Well, yes, that’s the point. The pattern is that “1/cardinal” is pronounced “one ordinal.” What’s the ordinal corresponding to the cardinal infinity? I suppose 1/infinity could be pronounced “one omega,” but which takes precedence as an answer to the OP, math or the language?
In a sense; that’s certainly a useful definition in many cases. But, like everything else, the concept really has not one sharp definition for all purposes, but a variety of different ones appropriate in different contexts, related through family resemblances, of course. One ultra-nitpicky point is that it’s often useful to treat 0 as an infinitesimal, without postulating that 0 is the inverse of any infinite quantity.
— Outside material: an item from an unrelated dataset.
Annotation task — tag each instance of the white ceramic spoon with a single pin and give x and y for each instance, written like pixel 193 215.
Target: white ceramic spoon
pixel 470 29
Slightly less nitpickily, but along the same lines, there are systems of non-standard analysis (such as Lawvere’s smooth infinitesimal analysis, as opposed to the more well known Robinson-style approach) where the infinitesimals don’t reduce to triviality, but infinitesimals generally don’t have (and thus aren’t) reciprocals; thus, in such systems, to be an infinitesimal quantity cannot be simply the same as to be the reciprocal of an infinite quantity, and a different definition has to be used (e.g., a quantity which, no matter how many times you add it to itself, will never become greater than 1).
My browser gets amusingly confused trying to reconcile right-to-left Hebrew with a subscript from the typical left-to-right universe. Am I the only one who sees the zero appearing on the left of the aleph?